Ibarra went up to his chamber, which faced the river, threw himself down, and looked out through the open window. Across the river a brilliantly lighted house was ringing with joyous music. Had the young man been so minded, with the aid of a glass he might have seen, in that radiant atmosphere, a vision. It was a young girl, of exceeding beauty, wearing the picturesque costume of the Philippines. A semicircle of courtiers was round her. Spaniards, Chinese, natives, soldiers, curates, old and young, intoxicated with the light and music, were talking, gesturing, disputing with animation. Even Brother Sibyla deigned to address this queen, in whose splendid hair Do?a Victorina was wreathing a diadem of pearls and brilliants. She was white, too white perhaps, and her deep eyes, often lowered, when she raised them showed the purity of her soul. About her fair and rounded neck, through the transparent tissue of the pi?a, winked, as say the Tagals, the joyous eyes of a necklace of brilliants. One man alone seemed unreached by all this light and loveliness; it was a young Franciscan, slim, gaunt, pale, who watched all from a distance, still as a statue.

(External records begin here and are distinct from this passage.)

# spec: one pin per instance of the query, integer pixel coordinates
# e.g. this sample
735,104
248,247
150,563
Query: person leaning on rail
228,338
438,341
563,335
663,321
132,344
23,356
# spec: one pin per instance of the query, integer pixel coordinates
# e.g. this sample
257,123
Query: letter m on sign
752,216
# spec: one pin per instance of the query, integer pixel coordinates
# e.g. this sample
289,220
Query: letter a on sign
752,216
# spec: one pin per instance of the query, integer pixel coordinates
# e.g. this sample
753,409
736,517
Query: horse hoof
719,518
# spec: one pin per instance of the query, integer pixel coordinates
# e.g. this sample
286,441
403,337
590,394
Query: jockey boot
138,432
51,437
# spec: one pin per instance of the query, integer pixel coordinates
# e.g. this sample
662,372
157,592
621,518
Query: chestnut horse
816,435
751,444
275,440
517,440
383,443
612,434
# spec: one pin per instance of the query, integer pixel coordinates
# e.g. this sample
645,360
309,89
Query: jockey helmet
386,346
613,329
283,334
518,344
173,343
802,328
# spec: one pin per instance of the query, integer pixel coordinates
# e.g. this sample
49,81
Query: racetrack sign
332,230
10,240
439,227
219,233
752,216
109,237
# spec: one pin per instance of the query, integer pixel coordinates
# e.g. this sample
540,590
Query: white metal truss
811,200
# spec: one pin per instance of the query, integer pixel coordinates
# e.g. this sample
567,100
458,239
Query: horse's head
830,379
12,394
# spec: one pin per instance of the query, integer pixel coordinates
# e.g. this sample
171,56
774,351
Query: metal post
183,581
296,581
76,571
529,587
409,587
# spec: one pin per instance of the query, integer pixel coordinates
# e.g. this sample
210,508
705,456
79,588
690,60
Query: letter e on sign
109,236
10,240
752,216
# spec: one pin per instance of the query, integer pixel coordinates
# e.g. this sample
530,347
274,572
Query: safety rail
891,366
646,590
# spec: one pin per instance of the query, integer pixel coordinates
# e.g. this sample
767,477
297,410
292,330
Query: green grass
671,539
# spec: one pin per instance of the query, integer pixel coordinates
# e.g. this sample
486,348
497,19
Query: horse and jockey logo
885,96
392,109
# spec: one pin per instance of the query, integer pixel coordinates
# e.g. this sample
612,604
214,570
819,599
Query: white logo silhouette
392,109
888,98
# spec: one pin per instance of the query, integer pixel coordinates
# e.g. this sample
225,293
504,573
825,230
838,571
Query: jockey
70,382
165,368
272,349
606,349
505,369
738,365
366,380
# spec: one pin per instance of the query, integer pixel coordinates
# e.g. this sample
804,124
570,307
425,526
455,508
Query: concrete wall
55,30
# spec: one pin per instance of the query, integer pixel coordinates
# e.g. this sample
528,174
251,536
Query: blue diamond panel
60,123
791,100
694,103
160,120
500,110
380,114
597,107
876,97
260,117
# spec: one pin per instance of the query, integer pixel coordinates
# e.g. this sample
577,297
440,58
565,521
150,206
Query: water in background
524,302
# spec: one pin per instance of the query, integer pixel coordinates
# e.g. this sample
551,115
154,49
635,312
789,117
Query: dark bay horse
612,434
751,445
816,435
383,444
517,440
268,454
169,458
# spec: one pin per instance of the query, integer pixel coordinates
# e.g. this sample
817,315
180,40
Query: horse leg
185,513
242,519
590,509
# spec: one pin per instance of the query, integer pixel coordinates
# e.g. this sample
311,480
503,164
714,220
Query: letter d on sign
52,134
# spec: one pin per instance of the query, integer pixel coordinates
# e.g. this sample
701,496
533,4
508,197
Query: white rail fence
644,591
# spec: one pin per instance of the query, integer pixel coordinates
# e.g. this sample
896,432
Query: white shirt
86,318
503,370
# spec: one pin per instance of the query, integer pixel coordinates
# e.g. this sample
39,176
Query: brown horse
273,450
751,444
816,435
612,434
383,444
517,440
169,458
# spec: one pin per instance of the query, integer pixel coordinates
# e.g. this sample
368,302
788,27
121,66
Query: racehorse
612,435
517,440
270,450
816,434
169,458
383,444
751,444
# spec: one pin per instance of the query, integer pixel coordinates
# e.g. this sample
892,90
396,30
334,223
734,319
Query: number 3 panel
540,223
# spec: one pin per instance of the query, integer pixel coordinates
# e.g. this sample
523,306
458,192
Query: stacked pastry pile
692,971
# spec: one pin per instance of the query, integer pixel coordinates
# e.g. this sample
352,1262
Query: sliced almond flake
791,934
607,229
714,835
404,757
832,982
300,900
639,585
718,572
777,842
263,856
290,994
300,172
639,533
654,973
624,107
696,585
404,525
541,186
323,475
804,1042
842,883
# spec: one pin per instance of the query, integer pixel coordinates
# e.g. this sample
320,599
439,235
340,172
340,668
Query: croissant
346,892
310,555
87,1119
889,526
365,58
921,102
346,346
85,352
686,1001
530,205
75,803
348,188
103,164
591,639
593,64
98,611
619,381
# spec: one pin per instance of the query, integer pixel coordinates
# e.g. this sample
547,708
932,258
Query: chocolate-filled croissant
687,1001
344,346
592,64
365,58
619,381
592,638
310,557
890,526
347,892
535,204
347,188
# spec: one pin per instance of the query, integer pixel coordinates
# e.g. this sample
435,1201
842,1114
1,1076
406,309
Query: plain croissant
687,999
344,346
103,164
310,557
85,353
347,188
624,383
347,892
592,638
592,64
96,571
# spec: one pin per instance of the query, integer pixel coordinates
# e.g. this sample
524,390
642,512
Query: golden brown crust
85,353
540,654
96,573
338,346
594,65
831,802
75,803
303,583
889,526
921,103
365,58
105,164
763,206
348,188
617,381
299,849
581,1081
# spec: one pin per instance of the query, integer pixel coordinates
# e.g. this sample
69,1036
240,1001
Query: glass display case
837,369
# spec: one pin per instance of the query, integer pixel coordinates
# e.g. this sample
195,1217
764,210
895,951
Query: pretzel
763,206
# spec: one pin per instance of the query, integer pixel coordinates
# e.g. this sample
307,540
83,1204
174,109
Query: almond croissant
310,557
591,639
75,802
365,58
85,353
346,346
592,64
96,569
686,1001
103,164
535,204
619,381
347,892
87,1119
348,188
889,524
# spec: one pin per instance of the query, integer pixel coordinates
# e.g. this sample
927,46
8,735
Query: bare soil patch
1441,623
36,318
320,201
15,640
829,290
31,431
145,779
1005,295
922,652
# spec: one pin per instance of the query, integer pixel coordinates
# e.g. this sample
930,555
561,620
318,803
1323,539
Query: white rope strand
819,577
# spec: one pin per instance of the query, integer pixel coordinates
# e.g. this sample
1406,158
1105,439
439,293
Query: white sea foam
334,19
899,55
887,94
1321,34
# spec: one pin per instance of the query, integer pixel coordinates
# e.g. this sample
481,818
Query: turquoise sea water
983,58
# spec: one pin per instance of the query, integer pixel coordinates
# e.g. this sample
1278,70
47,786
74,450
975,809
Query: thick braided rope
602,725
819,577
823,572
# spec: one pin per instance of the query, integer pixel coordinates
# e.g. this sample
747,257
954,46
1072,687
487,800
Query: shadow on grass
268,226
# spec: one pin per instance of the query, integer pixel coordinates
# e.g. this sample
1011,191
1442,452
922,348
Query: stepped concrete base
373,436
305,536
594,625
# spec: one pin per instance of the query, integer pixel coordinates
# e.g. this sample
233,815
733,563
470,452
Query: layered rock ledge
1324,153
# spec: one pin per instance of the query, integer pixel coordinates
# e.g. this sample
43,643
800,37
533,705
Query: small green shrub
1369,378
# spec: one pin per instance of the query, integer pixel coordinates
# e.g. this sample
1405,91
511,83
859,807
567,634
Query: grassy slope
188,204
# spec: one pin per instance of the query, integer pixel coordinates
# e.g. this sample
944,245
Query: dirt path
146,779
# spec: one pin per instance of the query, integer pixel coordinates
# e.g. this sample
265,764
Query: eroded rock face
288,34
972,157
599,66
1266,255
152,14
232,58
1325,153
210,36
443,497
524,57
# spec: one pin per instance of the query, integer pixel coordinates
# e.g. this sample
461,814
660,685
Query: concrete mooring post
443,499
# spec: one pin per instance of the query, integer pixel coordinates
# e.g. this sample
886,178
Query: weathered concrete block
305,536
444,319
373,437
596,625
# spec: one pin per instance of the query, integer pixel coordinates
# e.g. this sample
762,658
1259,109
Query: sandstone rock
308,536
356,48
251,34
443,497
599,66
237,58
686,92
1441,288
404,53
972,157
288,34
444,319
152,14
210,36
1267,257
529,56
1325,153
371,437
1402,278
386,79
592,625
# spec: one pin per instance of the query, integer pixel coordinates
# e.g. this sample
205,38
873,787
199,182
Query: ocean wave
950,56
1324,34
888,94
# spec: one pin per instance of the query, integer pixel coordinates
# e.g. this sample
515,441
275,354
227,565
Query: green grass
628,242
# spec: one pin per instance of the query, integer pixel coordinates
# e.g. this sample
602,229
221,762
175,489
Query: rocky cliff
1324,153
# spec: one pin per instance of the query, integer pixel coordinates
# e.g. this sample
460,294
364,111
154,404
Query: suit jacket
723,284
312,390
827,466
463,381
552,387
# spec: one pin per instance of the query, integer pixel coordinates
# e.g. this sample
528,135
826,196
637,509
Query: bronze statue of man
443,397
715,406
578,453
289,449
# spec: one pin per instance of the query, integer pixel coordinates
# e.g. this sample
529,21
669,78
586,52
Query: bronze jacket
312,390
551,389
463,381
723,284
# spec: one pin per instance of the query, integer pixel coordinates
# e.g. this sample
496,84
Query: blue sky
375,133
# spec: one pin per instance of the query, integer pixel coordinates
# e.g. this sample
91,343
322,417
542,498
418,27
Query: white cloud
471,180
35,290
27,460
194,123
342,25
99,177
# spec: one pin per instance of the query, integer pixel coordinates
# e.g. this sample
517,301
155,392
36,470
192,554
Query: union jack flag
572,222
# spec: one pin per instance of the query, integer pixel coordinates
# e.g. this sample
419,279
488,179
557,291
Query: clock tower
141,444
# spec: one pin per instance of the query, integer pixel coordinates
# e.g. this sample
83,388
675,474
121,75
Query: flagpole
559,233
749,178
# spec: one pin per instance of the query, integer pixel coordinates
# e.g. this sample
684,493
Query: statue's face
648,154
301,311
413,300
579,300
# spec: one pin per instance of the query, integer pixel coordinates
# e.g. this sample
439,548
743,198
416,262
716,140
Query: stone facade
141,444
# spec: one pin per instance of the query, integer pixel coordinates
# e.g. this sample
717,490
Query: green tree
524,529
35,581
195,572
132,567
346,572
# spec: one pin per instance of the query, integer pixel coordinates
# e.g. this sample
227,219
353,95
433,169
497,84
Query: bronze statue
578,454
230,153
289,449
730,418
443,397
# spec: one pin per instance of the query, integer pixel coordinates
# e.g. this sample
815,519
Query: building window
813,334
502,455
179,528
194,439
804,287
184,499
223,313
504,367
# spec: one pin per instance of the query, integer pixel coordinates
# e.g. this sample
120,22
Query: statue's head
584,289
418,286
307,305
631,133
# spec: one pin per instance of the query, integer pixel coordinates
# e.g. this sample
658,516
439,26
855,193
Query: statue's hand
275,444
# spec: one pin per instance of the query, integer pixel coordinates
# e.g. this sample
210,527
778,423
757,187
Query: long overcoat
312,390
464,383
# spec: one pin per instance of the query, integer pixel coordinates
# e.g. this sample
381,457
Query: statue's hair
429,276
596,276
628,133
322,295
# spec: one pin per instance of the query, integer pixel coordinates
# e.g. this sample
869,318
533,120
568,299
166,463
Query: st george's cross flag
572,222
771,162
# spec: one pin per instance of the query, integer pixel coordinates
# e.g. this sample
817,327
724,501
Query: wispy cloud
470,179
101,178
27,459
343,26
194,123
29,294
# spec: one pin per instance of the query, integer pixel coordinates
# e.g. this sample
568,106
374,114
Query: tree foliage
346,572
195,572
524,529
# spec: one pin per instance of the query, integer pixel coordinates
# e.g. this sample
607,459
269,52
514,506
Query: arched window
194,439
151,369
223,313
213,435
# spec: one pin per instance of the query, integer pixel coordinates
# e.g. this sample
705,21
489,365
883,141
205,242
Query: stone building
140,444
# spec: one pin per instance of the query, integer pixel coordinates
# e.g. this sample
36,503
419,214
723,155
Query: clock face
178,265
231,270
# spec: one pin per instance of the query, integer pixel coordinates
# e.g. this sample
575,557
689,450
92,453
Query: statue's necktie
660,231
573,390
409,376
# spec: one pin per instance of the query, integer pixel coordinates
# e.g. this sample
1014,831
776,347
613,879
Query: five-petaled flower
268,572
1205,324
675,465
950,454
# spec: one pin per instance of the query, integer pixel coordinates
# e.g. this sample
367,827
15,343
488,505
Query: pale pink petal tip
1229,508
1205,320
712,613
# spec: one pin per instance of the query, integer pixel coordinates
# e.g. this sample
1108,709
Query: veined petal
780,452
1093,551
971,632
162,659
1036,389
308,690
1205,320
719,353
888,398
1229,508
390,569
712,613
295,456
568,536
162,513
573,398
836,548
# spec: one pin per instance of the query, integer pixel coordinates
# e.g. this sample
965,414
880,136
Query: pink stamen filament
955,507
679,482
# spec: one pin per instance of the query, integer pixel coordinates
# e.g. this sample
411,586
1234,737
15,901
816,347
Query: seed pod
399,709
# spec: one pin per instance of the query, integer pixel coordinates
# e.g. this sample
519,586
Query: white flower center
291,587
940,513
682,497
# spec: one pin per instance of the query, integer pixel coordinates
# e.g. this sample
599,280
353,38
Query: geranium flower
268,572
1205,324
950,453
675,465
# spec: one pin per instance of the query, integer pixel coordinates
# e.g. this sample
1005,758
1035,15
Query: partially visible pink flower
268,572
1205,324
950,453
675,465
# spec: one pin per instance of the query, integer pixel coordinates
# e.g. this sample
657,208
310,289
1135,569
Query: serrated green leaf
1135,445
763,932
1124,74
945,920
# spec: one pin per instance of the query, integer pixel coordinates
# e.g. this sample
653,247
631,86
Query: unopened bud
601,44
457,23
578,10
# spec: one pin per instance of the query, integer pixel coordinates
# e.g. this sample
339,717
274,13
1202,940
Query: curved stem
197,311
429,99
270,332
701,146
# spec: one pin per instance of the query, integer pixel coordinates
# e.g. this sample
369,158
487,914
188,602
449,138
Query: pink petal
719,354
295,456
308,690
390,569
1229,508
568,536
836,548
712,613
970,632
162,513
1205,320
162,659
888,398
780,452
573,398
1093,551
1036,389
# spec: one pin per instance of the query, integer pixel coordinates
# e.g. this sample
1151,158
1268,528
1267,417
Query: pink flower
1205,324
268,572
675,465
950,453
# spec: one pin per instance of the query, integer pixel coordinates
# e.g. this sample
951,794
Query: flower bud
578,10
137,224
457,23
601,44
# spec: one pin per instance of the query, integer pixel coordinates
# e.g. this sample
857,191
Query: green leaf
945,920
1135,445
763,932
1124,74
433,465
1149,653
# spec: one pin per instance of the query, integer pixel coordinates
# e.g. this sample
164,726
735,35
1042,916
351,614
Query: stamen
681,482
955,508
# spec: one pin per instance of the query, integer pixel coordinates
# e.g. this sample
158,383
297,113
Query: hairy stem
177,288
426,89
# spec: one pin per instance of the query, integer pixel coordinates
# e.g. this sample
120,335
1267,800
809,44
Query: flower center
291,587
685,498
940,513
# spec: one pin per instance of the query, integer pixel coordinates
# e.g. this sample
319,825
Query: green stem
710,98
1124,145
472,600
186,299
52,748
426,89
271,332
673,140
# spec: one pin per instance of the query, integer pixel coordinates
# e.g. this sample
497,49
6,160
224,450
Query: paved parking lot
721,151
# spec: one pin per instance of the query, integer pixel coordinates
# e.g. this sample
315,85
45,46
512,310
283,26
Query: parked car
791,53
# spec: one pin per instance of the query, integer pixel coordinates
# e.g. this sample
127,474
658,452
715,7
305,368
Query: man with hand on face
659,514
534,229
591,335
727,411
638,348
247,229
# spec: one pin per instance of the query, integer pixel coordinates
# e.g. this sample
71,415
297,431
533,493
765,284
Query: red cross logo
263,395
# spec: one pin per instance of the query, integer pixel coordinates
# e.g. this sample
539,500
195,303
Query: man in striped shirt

But Ibarra sees none of this. Another spectacle appears to his fancy, commands his eyes. Four walls, bare and dank, enclose a narrow cell, lighted by a single streak of day. On the moist and noisome floor is a mat; on the mat an old man dying. Beaten down by fever, he lies and looks about him, calling a name, in strangling voice, with tears. No one-a clanking chain, an echoed groan somewhere; that was all. And away off in the bright world, laughing, singing, drenching flowers with wine, a young man.... One by one the lights go out in the festal house: no more of noise, or song, or harp; but in Ibarra's ears always the agonizing cry.
Silence has drawn her deep breath over Manila; all its life seems gone out, save that a cock's crow alternates with the bells of clock towers and the melancholy watch-cry of the guard. A quarter moon comes up, flooding with its pale light the universal sleep. Even Ibarra, wearied more perhaps with his sad thoughts than his long voyage, sleeps too. Only the young Franciscan, silent and motionless just now at the feast, awake still. His elbow on the window-place of his little cell, his chin sunk in his palm, he watches a glittering star. The star pales, goes out, the slender moon loses her gentle light, but the monk stays on; motionless, he looks toward the horizon, lost now behind the morning mists, over the field of Bagumbayan, over the sleeping sea.